Overcast to obscured skies. Winds picked up in the afternoon and were blowing moderate from the NW along the ridgelines, enough that visibility was severely hampered at times. Temperatures were warm, upper 20'sF below treeline, but cooled off dramatically as the cold NW winds pushed in at the higher elevations. Light snow was falling in the afternoon which accumulated to a trace by 4:30pm.

Snow surface

There was around 4-8" of soft settled powder in wind sheltered zones below the ridgeline. Above the trees, there were varying thicknesses of old wind crusts and hard wind slabs in exposed locations - along ridgelines and lower on slopes where winds funnel.

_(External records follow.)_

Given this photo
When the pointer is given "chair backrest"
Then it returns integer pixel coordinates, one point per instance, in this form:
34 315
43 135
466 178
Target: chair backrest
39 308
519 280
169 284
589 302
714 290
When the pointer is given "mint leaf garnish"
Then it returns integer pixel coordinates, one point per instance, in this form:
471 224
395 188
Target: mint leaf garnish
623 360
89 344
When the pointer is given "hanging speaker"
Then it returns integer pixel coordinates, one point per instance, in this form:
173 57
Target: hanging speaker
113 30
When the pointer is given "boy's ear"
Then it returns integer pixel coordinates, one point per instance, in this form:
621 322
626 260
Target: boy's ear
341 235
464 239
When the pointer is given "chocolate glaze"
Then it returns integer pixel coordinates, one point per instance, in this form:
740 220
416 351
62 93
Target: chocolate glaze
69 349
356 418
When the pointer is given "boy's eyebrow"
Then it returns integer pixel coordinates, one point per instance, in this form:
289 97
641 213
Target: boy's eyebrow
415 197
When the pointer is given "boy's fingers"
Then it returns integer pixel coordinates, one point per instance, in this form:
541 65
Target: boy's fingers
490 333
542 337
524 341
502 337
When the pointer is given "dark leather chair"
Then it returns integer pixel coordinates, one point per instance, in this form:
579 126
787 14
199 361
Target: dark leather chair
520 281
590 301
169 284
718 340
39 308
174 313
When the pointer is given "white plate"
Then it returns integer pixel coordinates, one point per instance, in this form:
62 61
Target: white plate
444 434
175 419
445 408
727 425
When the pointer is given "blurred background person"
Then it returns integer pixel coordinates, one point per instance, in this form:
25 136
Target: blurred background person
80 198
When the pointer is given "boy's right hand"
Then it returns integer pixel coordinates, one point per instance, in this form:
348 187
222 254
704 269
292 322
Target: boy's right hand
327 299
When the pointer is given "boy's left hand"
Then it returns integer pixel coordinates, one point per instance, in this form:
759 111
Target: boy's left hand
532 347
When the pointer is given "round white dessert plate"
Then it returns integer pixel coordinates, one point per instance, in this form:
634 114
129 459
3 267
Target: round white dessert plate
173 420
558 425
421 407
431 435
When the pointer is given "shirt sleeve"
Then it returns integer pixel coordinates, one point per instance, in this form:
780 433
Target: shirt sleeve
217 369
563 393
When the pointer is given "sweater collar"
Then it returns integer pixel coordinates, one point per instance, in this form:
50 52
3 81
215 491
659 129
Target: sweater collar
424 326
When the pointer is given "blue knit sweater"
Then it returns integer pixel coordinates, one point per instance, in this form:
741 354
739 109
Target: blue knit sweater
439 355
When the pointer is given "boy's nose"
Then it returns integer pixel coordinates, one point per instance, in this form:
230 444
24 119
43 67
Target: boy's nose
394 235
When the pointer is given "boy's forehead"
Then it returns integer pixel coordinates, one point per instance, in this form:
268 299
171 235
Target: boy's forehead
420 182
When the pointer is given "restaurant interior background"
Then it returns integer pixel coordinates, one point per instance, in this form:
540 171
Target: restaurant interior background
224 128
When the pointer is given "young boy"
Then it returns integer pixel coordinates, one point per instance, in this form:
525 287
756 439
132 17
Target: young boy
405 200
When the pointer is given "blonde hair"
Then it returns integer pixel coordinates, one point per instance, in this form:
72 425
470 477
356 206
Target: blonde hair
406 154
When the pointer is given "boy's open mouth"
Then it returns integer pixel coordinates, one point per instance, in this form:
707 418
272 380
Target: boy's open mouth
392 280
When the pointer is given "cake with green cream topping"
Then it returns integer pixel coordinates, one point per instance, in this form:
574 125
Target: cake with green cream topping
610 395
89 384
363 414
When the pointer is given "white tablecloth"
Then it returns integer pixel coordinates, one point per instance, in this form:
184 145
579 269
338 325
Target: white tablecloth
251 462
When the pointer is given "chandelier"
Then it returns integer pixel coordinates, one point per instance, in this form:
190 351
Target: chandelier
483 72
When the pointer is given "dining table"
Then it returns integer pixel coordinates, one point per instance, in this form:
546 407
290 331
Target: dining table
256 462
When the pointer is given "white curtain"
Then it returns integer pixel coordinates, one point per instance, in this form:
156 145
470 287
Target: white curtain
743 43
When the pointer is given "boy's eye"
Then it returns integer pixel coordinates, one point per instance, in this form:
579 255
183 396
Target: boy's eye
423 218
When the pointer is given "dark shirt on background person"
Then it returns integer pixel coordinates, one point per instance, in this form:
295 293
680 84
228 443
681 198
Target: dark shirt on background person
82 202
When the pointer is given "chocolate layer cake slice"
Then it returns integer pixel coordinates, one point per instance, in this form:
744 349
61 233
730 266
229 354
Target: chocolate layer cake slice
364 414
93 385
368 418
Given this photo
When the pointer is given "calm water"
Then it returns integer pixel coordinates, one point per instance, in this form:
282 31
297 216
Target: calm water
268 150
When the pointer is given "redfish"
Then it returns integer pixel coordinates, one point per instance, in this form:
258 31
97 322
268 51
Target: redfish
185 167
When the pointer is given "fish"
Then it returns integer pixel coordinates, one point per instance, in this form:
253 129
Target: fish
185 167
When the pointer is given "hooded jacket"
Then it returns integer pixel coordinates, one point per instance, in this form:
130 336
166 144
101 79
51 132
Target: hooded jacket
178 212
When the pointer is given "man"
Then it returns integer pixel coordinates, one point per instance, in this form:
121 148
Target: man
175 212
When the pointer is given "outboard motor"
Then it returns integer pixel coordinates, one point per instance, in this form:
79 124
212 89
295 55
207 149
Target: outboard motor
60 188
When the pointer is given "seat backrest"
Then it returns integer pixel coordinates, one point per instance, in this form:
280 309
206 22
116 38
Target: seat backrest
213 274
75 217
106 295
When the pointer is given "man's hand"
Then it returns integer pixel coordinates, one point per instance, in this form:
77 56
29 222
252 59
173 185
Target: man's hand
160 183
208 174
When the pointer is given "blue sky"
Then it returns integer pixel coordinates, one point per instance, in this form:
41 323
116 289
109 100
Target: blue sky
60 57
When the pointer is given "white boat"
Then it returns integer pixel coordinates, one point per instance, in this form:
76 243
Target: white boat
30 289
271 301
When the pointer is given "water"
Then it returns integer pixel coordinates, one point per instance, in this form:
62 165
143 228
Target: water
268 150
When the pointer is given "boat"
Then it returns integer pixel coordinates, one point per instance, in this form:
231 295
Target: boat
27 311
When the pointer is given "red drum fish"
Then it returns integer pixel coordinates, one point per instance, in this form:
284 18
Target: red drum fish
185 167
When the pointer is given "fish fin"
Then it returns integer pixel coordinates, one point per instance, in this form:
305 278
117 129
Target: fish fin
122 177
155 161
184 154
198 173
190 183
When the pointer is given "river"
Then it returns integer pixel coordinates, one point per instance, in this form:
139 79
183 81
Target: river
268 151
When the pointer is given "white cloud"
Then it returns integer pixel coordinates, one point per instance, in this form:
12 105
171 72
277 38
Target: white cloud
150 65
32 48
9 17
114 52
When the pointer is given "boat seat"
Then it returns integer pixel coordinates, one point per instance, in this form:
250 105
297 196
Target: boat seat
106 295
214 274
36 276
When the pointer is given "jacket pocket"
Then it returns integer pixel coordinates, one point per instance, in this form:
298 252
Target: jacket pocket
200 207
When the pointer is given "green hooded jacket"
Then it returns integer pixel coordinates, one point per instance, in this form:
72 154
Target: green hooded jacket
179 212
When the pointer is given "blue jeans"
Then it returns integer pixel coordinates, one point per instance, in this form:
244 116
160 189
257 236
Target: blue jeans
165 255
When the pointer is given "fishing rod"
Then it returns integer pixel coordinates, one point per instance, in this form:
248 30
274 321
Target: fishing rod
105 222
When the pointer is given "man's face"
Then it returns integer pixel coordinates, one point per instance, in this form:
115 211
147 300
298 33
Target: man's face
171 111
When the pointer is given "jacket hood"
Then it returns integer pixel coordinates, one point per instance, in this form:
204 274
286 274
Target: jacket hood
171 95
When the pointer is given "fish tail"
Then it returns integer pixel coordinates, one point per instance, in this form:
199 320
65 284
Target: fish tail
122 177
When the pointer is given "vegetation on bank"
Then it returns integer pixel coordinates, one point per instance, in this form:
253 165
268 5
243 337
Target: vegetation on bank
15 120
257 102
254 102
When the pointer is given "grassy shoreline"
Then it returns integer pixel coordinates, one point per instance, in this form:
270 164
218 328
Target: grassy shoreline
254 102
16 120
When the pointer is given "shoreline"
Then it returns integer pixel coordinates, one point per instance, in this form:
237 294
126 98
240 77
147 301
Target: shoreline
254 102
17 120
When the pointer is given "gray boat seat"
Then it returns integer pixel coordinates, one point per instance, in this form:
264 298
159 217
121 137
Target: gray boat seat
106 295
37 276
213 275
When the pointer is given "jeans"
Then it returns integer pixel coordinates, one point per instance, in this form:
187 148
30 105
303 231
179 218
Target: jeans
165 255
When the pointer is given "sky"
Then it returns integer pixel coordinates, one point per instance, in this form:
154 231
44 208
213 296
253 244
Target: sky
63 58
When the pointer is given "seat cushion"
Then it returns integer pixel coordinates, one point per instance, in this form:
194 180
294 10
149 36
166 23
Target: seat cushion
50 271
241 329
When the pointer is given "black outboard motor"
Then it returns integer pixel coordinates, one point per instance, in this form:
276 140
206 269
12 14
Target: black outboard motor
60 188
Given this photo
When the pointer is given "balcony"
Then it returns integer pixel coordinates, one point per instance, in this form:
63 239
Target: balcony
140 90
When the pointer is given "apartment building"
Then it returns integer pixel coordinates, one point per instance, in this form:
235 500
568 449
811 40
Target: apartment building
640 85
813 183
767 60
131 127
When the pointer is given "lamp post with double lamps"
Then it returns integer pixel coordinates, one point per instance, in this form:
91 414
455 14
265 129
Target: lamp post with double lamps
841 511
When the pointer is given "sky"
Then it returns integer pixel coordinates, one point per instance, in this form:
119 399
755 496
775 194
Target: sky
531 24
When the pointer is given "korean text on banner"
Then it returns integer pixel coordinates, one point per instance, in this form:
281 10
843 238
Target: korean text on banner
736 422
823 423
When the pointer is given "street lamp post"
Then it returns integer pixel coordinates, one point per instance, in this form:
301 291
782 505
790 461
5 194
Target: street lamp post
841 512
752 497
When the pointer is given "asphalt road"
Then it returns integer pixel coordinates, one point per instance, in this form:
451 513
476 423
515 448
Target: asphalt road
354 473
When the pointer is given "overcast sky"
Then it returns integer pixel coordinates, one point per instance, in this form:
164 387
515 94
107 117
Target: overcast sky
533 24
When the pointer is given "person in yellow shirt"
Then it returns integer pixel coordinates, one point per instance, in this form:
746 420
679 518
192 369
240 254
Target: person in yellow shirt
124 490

Winds were just starting to move snow around in afternoon.

One very large older avalanche possibly from the Valentine's cycle in mid-Feb. See photos below of the old debris still evident.

Snowpack

We dug two and a half pits. All proved to have some level of persistent weakness:

Pit 1: East facing at 2,900'
HS 130cm
Depth hoar at the base of pack, only weak layer found. This was 110-120cm below the surface and composed of the bottom 15-20cm of the pack. ECTX, Deep tap test 13.

Pit 2: Northwest facing at 2,700'
HS 100cm
Two weak layers found
Buried surface hoar - 55cm down ECTX, however upon hitting with extra force it did fail and propagate (Video below). BSH was 3-4mm in size, partially laying down and very stubborn to fail.
Depth hoar - at the ground, we did not do stability tests on this basal layer, just confirmed its existence.

Pit 1/2: 2,300' East facing in treed meadow
HS 150 (ish)
Top 50cm of snow had two 2cm layers of melt-freeze crusts in the middle.
50cm below surface existed buried surface hoar (1-2cm in size), intact and upright. There was an older slab avalanche in this lower elevation treed meadow that likely failed on this layer. No stability tests were performed here.

Bottom line: Poor structure exists in mid and base of pack. Fresh wind slabs just starting to form with the uptick in winds during afternoon.